The term "cascades" is used to describe photos or videos being shared multiple times, according to PTI.
"It wasn't clear whether information cascades could be predicted because they happen so rarely," said Jure Leskovec, assistant professor of computer science.
Only 1 in 20 photos posted on Facebook gets shared even once, according to data provided by Facebook scientists in a recent collaboration with university scientists. In addition, only 1 in 4,000 gets more than 500 shares per picture.
"In a paper to be presented at the International World Wide Web Conference in Seoul, Korea, the researchers will describe how they accurately predicted, 8 out of 10 times, when a photo cascade would double in shares; that is, if a photo got 10 shares, would it get 20? If it got 500, would it reach 1,000, and so on?" PTI reported.
The project was started by analyzing 150,000 Facebook photos, each of which had been shared at least five times. In order to protect privacy, names and identifiers were removed from the data.

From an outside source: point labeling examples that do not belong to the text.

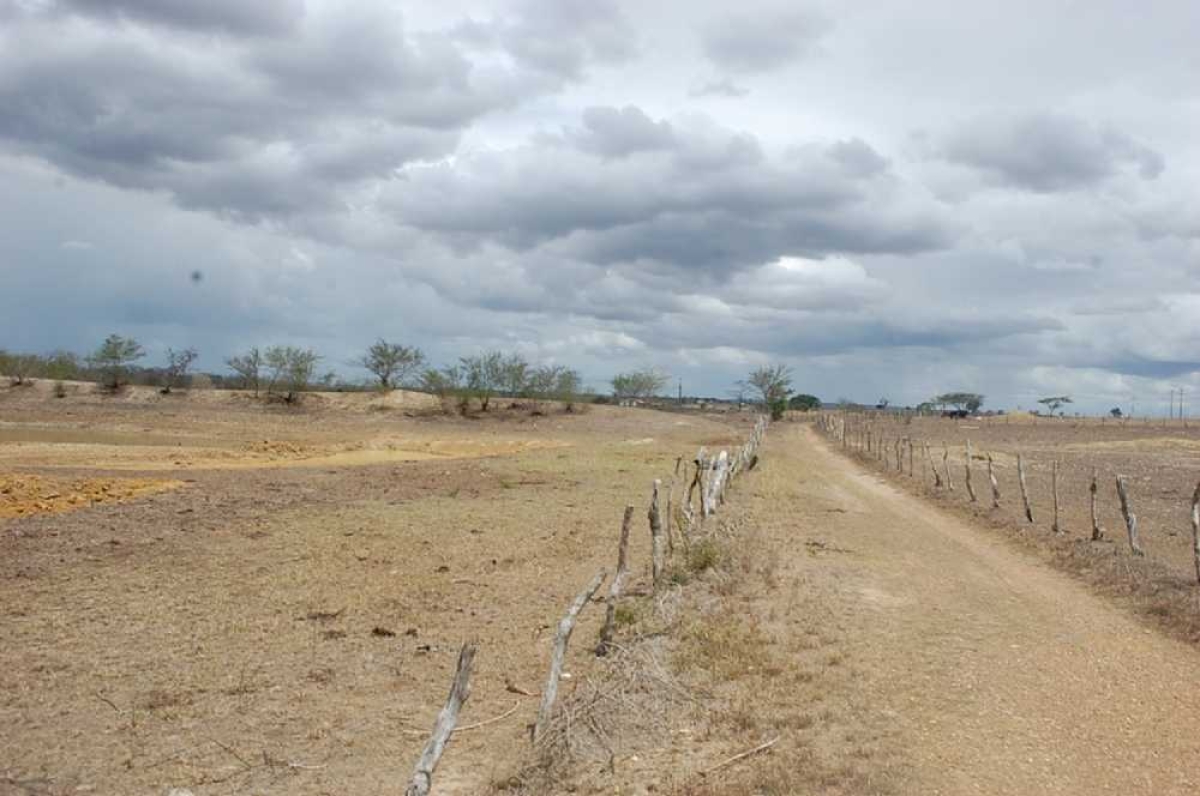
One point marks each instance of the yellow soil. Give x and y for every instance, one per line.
x=22, y=495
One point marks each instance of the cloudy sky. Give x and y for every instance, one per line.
x=894, y=198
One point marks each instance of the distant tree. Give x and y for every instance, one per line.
x=249, y=369
x=772, y=382
x=514, y=376
x=804, y=402
x=112, y=360
x=1054, y=401
x=178, y=364
x=393, y=364
x=61, y=364
x=19, y=369
x=483, y=376
x=289, y=370
x=642, y=383
x=969, y=401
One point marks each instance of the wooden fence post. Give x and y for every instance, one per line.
x=1195, y=530
x=1129, y=516
x=970, y=484
x=658, y=561
x=1054, y=489
x=1025, y=490
x=565, y=627
x=933, y=467
x=460, y=690
x=995, y=485
x=618, y=582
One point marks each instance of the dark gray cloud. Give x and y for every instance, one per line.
x=723, y=88
x=562, y=37
x=694, y=198
x=253, y=17
x=759, y=41
x=529, y=172
x=1048, y=151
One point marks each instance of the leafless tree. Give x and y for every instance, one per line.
x=393, y=364
x=178, y=364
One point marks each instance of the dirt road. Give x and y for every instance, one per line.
x=997, y=674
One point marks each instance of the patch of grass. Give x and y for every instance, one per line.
x=703, y=555
x=726, y=645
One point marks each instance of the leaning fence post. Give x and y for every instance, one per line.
x=1054, y=489
x=1129, y=516
x=933, y=467
x=565, y=626
x=618, y=582
x=995, y=485
x=970, y=485
x=460, y=690
x=657, y=544
x=1195, y=530
x=1025, y=490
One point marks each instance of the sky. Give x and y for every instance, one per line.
x=895, y=199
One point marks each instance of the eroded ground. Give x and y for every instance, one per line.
x=286, y=617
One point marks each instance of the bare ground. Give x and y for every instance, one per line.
x=223, y=635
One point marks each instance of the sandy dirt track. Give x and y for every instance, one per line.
x=1002, y=675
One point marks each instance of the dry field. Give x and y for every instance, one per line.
x=1159, y=460
x=204, y=592
x=208, y=593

The team included Leskovec, Stanford doctoral student Justin Cheng, Facebook researchers Lada Adamic and P Alex Dow, and Cornell University computer scientist Jon Kleinberg.
"A preliminary analysis of those photos revealed that, at any given point in a cascade, there was a 50-50 chance that the number of shares would double," PTI reported. "The scientists then looked for variables that might help them predict doubling events more accurately than a coin toss, including the rate and speed at which photos were shared, and the structure of sharing (photos re-posted in multiple networks proved to create stronger cascades)."
PTI added, "After factoring several criteria into their analysis the computer scientists were able to accurately predict doubling events almost 80 per cent of the time."
"Slow, persistent cascades don't really double in size," Leskovec said.